Key cost considerations include:

• The R&D spend is directly tied to advancing the OX2R agonist pipeline.
• The YTD R&D expense of $117.7 million shows the cumulative investment pressure.
• The company reported an annual interest expense of $8.7 million YTD on its term loan.
• The net loss for Q3 2025 was $54.9 million.

Finance: draft 13-week cash view by Friday.

Centessa Pharmaceuticals plc (CNTA) - Canvas Business Model: Revenue Streams

You're looking at the revenue side of Centessa Pharmaceuticals plc as of late 2025, and honestly, it's a classic biotech story right now: funding the pipeline through non-operating income while waiting for the main event.

Non-product revenue from upfront payments and milestones is the most concrete income stream recognized so far this year. For the six months ended June 30, 2025, Centessa Pharmaceuticals plc reported $15,000 thousand, or $15.0 million, in license and other revenue. This was the upfront payment recognized in Q1 2025 related to the license agreement for its proprietary LockBody platform with Genmab A/S, which was executed on February 14, 2025. This type of revenue is non-recurring and should be modeled as such unless another business development event occurs.

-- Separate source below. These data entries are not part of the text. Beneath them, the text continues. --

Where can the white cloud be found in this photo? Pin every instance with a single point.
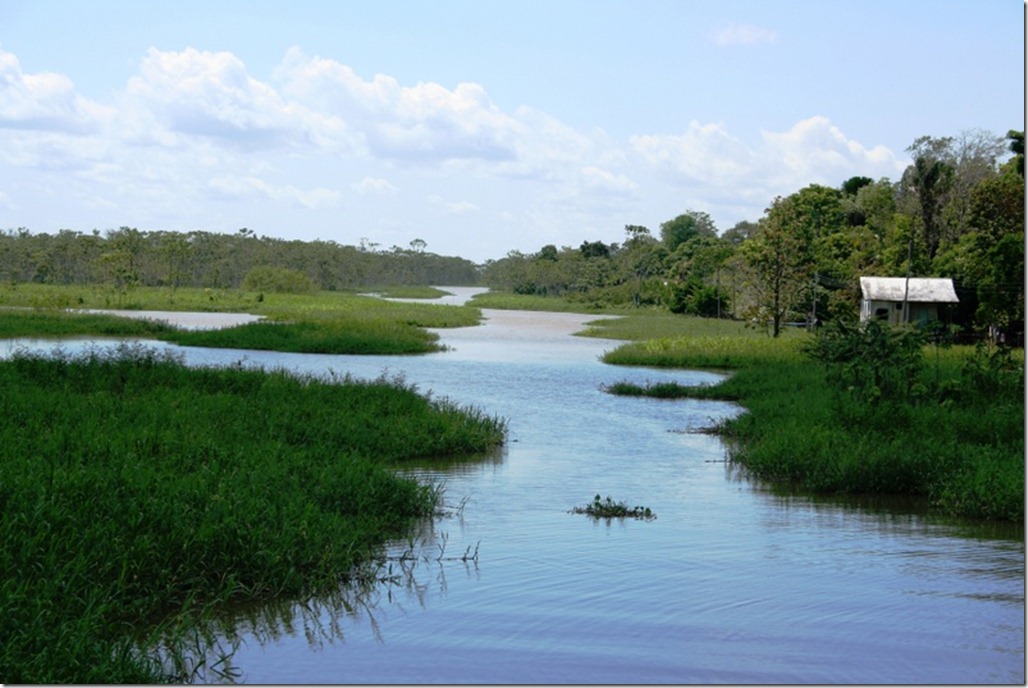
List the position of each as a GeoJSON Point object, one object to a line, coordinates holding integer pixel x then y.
{"type": "Point", "coordinates": [716, 166]}
{"type": "Point", "coordinates": [254, 188]}
{"type": "Point", "coordinates": [744, 34]}
{"type": "Point", "coordinates": [451, 207]}
{"type": "Point", "coordinates": [373, 186]}
{"type": "Point", "coordinates": [44, 102]}
{"type": "Point", "coordinates": [425, 122]}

The potential for future non-product revenue is significant, tied directly to the success of partnered programs. The Genmab agreement is a prime example of this structure, which is common for a company at this stage. Here's a quick look at the potential value unlocked by that single deal:

• Option exercise fees potentially totaling up to an additional $15 million.
• Eligibility for potential payouts of approximately $230 million in development, regulatory, and sales milestones per product.
• Tiered royalties ranging in the mid-single digits on annual global net licensed product sales.

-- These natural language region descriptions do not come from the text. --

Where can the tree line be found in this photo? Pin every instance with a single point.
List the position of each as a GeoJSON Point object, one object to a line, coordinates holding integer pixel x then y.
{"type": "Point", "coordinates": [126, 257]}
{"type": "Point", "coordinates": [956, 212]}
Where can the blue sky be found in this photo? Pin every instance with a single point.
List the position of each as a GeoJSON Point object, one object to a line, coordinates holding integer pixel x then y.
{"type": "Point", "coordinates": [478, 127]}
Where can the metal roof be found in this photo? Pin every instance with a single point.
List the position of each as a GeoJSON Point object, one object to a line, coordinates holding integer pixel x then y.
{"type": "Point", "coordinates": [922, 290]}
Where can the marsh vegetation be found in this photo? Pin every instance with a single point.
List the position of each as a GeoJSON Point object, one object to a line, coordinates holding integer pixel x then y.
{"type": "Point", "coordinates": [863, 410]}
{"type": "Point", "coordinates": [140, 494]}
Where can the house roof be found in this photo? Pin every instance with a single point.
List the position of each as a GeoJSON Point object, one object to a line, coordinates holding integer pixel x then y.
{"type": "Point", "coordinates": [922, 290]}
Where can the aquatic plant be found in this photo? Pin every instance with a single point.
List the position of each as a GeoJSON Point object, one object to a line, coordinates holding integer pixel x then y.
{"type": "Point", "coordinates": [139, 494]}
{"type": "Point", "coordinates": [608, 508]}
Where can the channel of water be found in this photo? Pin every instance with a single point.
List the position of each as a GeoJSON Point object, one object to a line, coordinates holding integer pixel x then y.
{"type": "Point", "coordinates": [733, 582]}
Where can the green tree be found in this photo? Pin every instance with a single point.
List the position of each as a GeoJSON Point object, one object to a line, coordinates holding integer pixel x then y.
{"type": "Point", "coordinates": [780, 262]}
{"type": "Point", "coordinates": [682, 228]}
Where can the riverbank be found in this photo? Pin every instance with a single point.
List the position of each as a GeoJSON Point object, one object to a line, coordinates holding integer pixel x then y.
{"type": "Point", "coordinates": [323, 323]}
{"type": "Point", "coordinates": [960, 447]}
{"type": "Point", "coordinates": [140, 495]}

To be fair, the company is still entirely dependent on these financing and partnership events because Centessa Pharmaceuticals plc is a clinical-stage pharmaceutical company. This means there is zero revenue from product sales as of late 2025; the company remains pre-revenue from product sales and continues to report significant net losses and a large accumulated deficit.

Given the high cash burn associated with advancing its pipeline, the primary funding source is equity financing, which has recently been substantial to shore up the balance sheet. Centessa Pharmaceuticals plc completed a significant follow-on public offering in November 2025, raising approximately $250 million. This offering involved American Depositary Shares sold at $21.50 each. This capital injection boosted cash reserves to around $619 million, which management stated provides funding clarity into mid-2027 under current plans. This financing activity is critical to supporting the advancement of the ORX750 program into pivotal clinical trials.

Here's a summary mapping the key financial components that currently constitute Centessa Pharmaceuticals plc's cash inflow strategy:

What this estimate hides is that the $250 million raise, while necessary, also means current shareholders have experienced dilution. Finance: draft 13-week cash view by Friday.